É claro, a Rotas Brasileiras ganha força com a participação de algumas das casas mais ricas do mercado, como a Almeida & Dale, com um solo de Heitor dos Prazeres, e a Gomide & Co, que apresenta uma edição inédita de duas peças de mobiliário de Lina Bo Bardi, a “Poltrona sertaneja”, projetada em 1960 para o Museu de Arte Moderna da Bahia, e a "Cadeira Sesc", desenvolvida em 1982 para o Sesc Pompeia, em São Paulo.

 

Outra das poderosas, a galeria Vermelho trará fotos de Eustáquio Neves e uma série de imagens menos vista da fotógrafa Claudia Andujar. 

 

Detalhe do quadro pintado por Heitor dos Prazeres, exposto na SP-Arte pela galeria Almeida & Dale

(foto: Sergio Guerini/ Almeida & Dale)

 

Já a Fortes D'Aloia & Gabriel preparou um estande inteiro de obras inéditas de Erika Verzutti, certamente um dos nomes mais internacionais da feira.

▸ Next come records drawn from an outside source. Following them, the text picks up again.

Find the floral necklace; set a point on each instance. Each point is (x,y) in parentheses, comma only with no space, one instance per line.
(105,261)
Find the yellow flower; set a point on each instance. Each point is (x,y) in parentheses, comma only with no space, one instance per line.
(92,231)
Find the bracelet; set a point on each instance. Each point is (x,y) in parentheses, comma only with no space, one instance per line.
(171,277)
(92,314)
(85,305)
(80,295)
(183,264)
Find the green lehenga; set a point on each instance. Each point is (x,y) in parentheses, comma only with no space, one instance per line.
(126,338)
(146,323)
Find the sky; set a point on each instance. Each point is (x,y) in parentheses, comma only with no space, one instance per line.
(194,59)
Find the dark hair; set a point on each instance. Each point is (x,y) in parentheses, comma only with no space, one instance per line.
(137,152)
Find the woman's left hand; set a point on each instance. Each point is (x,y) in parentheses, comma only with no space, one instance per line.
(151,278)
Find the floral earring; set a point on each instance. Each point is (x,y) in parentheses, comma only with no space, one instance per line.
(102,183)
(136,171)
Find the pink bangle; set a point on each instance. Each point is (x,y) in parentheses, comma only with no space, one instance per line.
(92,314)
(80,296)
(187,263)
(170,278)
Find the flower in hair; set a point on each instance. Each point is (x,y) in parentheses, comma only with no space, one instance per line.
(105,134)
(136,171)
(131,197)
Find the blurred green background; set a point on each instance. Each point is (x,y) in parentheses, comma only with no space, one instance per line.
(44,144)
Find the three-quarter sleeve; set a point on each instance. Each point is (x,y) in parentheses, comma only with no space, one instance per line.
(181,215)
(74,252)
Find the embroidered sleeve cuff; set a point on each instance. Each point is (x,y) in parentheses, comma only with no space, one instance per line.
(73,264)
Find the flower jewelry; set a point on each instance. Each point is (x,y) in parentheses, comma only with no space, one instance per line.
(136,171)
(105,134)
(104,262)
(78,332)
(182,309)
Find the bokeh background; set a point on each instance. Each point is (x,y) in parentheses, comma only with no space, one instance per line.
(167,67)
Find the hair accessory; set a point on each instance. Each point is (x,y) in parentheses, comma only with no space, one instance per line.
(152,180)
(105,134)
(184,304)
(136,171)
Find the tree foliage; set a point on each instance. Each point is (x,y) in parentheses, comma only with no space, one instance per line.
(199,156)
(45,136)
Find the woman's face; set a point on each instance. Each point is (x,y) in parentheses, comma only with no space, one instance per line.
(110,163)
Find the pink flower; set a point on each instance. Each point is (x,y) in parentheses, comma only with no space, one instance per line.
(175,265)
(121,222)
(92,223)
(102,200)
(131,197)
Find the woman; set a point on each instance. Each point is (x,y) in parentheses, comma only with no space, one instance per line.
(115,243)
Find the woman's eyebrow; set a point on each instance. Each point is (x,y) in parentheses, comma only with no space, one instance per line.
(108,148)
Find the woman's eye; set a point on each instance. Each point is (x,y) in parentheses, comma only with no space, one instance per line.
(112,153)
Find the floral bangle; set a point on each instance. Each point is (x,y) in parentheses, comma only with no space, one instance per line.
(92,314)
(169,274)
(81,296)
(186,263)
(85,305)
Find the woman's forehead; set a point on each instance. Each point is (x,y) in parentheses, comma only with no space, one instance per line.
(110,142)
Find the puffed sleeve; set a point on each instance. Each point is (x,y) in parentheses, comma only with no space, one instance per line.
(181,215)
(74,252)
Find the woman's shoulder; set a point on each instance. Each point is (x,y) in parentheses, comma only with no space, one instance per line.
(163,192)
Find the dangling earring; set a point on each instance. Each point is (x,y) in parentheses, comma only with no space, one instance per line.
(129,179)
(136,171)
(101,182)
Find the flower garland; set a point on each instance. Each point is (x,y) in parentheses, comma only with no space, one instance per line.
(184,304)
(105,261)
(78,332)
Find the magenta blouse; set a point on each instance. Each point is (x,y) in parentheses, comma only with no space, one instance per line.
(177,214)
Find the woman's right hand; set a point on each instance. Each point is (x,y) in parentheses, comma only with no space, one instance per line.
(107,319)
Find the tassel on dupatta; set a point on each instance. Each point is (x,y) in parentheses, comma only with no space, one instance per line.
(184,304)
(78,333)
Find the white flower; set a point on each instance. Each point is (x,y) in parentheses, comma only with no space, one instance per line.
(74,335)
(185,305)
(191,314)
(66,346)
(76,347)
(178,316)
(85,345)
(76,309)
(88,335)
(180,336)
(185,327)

São peças coloridas de cerâmica produzidas em colaboração com a Ceramica Suro, de Guadalajara, no México, exibidas num museu na capital desse país.

 

"São trabalhos muito influenciados pela fábrica onde foram feitos. As torres incorporaram a superfície lisa e gostosa de louças de cozinha, de uma pia, ou de um elemento vazado de arquitetura, o cobogó. Já os azulejos são crespos, amassados por várias mãos, aprendendo e quebrando as regras da produção de uma fábrica de artesania", conta a artista.





 

Esta edição da feira acontece poucos dias antes do início da Bienal de São Paulo, mostra que ouriça o mundo da arte e estimula a abertura de exposições em boa parte das galerias e das instituições da cidade. Para o marchand Alexandre Gabriel, um dos sócios da Fortes D'Aloia & Gabriel, a Rotas Brasileiras deve ter um punhado de convidados internacionais da bienal circulando pelos corredores, o que vai dar às galerias mais visibilidade para curadores, colecionadores e profissionais de museus de fora do país.

Acabou a 'guerra' 

O engarrafamento de eventos de arte em São Paulo no segundo semestre ocorre num contexto em que a cultura deixou de ser uma arma na guerra cultural, como foi durante os quatro anos da presidência de Bolsonaro, e volta a ser valorizada pelo Estado, graças à refundação do Ministério da Cultura e à reativação da Lei Rouanet pelo governo de Luiz Inácio Lula da Silva.

 

Em paralelo, a imagem do país no exterior está positiva. "O Brasil passou por um período de desmonte nas políticas públicas de fomento à cultura, e 2023 representa um renascimento para o setor", afirma Ian Duarte, um dos sócios da galeria Verve. "O mundo volta a olhar para nós e celebra este novo momento de país."